Die Tennis-Endspiele in Wimbledon und das Formel-1-Rennen in Silverstone waren den Fernsehmachern wichtiger. Trotzdem säumten Millionen Engländer den Streckenrand und trotzten damit der Terrorgefahr, die eine Woche nach den missglückten Autobombenanschlägen in Glasgow und London über dem Land liegt.
Bereits in den frühen Morgenstunden rückten die ersten Zuschauer vor dem Buckingham Palast mit Klappstuhl, Kühltasche und Picknick- Decke an, um sich die besten Plätze zu sichern. Dicht gedrängt in Sechser-Reihen standen sie entlang des 7,9 Kilometer langen Stadtkurses, dem offiziellen Prolog. Die meisten hatten neben einem Stadtplan, auf dem der Streckenverlauf eingezeichnet war, auch noch die nötigen Tipps der Experten zur Hand.
«Ihr werdet keine Ahnung haben, was da abgeht, aber seid ganz entspannt. Betrachtet es als netten Ausflug und macht Picknick», hatte der Tour-Experte der Tageszeitung «Daily Mail» den weniger radsportbegeisterten Briten mit auf den Weg gegeben. Spätestens die Formulierung «Eure Kinder werden ihre helle Freude haben, rum zu rennen und die kostenlosen Papierhütchen einzusammeln, die von spärlich bekleideten Frauen verteilt werden» dürfte Väter und Mütter gleichermaßen überzeugt haben.
«Es ist die größte Radsportveranstaltung der Welt und ein Familiensport. Für mich gab es keinen Grund, die Familie nicht mitzubringen», sagte Dominic Harrison, der mit seinen Söhnen Edward (9) und Richard (7) im Londoner Hyde Park auf großen Leinwänden die Übertragung verfolgte. Etwas verwundert nahm er zur Kenntnis, dass die Sandwiches nicht mit «cheese», sondern «fromage» belegt waren und auf den Absperrungen «public access interdit» stand. In der aufgebauten Zeltstadt gab es sogar einen französischen Briefkasten.
Für Scotland Yard bedeutete das «schlimmste Wochenende des Jahres» Schwerstarbeit. Nach der Terrorwarnung der vergangenen Woche wurde jeder Beamte gebraucht, um bestmögliche Sicherheit zu garantieren.

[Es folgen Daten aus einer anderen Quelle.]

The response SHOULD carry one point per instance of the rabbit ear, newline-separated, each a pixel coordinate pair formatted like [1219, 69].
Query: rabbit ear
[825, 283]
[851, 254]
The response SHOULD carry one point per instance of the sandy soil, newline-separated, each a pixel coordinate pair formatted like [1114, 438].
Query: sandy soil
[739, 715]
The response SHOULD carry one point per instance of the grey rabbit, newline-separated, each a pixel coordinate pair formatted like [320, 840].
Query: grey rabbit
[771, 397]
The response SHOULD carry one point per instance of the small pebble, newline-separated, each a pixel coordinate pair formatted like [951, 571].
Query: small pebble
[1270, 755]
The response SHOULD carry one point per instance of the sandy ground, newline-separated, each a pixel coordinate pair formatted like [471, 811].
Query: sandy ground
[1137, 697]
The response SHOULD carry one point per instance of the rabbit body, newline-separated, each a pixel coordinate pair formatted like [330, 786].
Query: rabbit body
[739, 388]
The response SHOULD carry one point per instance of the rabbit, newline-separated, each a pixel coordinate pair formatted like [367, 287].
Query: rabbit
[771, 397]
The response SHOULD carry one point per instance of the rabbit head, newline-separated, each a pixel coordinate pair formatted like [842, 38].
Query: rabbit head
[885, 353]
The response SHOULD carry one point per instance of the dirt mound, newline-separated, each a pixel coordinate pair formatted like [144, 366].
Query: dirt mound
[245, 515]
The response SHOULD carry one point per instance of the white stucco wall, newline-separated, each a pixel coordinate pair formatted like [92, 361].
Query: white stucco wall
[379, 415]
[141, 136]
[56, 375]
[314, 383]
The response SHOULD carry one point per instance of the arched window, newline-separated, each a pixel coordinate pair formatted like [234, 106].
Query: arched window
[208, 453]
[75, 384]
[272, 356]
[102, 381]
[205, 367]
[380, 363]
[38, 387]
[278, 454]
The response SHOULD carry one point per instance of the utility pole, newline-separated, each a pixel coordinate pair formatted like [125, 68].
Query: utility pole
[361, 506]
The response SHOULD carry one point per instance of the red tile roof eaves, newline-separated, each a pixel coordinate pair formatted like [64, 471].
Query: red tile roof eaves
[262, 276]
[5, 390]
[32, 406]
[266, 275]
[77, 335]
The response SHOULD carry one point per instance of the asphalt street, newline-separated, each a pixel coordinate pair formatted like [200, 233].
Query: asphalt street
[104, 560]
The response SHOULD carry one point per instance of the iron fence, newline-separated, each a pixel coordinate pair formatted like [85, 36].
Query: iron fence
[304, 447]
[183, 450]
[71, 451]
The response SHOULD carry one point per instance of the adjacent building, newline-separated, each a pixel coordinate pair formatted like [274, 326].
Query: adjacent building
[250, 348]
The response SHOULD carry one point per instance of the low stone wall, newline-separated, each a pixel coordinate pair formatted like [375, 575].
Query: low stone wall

Zumal in London mit Wimbledon und dem Live-Earth-Konzert im ausverkauften Wembley-Stadion zwei weitere Weltereignisse stattfanden und Sondereinheiten auch zum Formel-1-Rennen nach Silverstone abkommandiert waren. Der zuständige Kommissar Tarique Ghaffur wertete den Polizei-Einsatz als «bedeutsamen Erfolg».
Londons Bürgermeister Ken Livingstone, der sich den Tour-Start angeblich 2,2 Millionen Euro kosten ließ, wollte mit den parallel stattfindenden Sportereignissen Erfahrungen im Hinblick auf Olympia 2012 sammeln. «Hat jemals jemand behauptet, dies würde kein Erfolg», fragte er sichtlich zufrieden in die Runde. Und der Leiter der Verkehrsbetriebe Peter Hendy frohlockte: «Das ist brillant. Wir sollten es wieder tun.» Vermutlich hatte er an dem Tag weder in der völlig überfüllten U-Bahn noch einem im Verkehrschaos fest sitzenden Bus gesessen.